Algorithmic big o order of growth code

Question

I'm doing an online course and i'm stuck on this question. I know there are similar questions but they don't help me.

What is the order of growth of the worst case running time of the following code fragment as a function of N?

int sum = 0;
for (int i = 0; i*i*i < N; i++)
    for (int j = 0; j*j*j < N; j++)
        for (int k = 0; k*k*k < N; k++)
            sum++;

I thought that the order would be n^3 but I don't think this is correct because the loops only go through a third of n each time. So would that make it nlogn?

Also

int sum = 0;
for (int i = 1; i <= N; i++)
    for (int j = 1; j <= N; j++)
        for (int k = 1; k <= N; k = k*2)
            for (int h = 1; h <= k; h++)
                sum++;

I think this one would be n^4 because you have n * n * 0.5n * 0.5n

Answer 1

The loops in fact only go up to the cube root of N. (i^3 < n, etc.)

The 3 nested loops of this length, give O(cube root of N, cubed). This O(N)
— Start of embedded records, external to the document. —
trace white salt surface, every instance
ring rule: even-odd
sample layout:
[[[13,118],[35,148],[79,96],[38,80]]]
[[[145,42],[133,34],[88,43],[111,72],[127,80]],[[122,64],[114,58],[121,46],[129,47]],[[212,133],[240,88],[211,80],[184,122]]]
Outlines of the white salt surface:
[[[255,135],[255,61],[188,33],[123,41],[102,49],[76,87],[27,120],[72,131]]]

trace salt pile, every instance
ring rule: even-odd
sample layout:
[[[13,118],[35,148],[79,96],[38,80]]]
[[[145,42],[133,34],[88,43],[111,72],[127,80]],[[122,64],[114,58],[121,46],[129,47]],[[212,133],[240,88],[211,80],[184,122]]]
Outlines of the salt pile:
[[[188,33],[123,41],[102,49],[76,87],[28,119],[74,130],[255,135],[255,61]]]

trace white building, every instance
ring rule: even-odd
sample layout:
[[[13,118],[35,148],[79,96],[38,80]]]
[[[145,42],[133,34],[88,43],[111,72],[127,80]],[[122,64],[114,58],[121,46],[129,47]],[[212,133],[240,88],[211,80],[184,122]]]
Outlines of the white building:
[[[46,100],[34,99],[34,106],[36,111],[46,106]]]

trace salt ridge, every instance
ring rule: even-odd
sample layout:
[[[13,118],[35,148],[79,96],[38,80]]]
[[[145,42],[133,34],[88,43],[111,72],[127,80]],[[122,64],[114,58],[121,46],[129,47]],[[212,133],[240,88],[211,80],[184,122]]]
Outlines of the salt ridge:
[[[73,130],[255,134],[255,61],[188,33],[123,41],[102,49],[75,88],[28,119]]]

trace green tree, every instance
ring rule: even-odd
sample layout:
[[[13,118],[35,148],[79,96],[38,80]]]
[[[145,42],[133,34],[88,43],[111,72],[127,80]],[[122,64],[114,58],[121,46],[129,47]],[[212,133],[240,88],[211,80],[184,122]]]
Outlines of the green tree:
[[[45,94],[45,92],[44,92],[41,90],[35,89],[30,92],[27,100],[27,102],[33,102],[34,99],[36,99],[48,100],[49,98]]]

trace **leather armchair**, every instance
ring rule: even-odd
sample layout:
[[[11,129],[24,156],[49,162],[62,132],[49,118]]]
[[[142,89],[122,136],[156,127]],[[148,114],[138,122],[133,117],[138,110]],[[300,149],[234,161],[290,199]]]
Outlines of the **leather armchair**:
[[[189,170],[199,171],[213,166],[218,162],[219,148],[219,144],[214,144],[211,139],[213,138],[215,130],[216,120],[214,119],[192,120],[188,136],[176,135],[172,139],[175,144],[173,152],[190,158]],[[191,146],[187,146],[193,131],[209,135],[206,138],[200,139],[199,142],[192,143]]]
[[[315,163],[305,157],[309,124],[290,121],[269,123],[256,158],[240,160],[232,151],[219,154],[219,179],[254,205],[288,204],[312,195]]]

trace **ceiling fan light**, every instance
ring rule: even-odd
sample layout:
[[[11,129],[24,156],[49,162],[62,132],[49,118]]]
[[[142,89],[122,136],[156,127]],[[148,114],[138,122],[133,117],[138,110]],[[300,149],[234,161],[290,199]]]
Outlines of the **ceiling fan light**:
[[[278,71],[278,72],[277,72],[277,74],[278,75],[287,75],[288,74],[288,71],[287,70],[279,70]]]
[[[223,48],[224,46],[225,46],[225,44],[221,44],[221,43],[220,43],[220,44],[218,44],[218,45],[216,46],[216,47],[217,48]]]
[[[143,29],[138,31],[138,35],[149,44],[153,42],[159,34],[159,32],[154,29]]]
Of note, if you were correct and they each went to one third of N, then cubing this still gives O(N^3/9), 1/9 is constant, so this is O(n^3)

Answer 2

If you examine the value of sum for various values of N, then it becomes pretty clear what the time complexity of the algorithm is:

#include <iostream>

int main()
{
  for( int N=1 ; N<=100 ; ++N ) {
    int sum = 0;
    for (int i = 0; i*i*i < N; i++)
      for (int j = 0; j*j*j < N; j++)
        for (int k = 0; k*k*k < N; k++)
          sum++;
    std::cout << "For N=" << N << ", sum=" << sum << '\n';
  }
  return 0;
}

You can then draw your own conclusions with greater insight.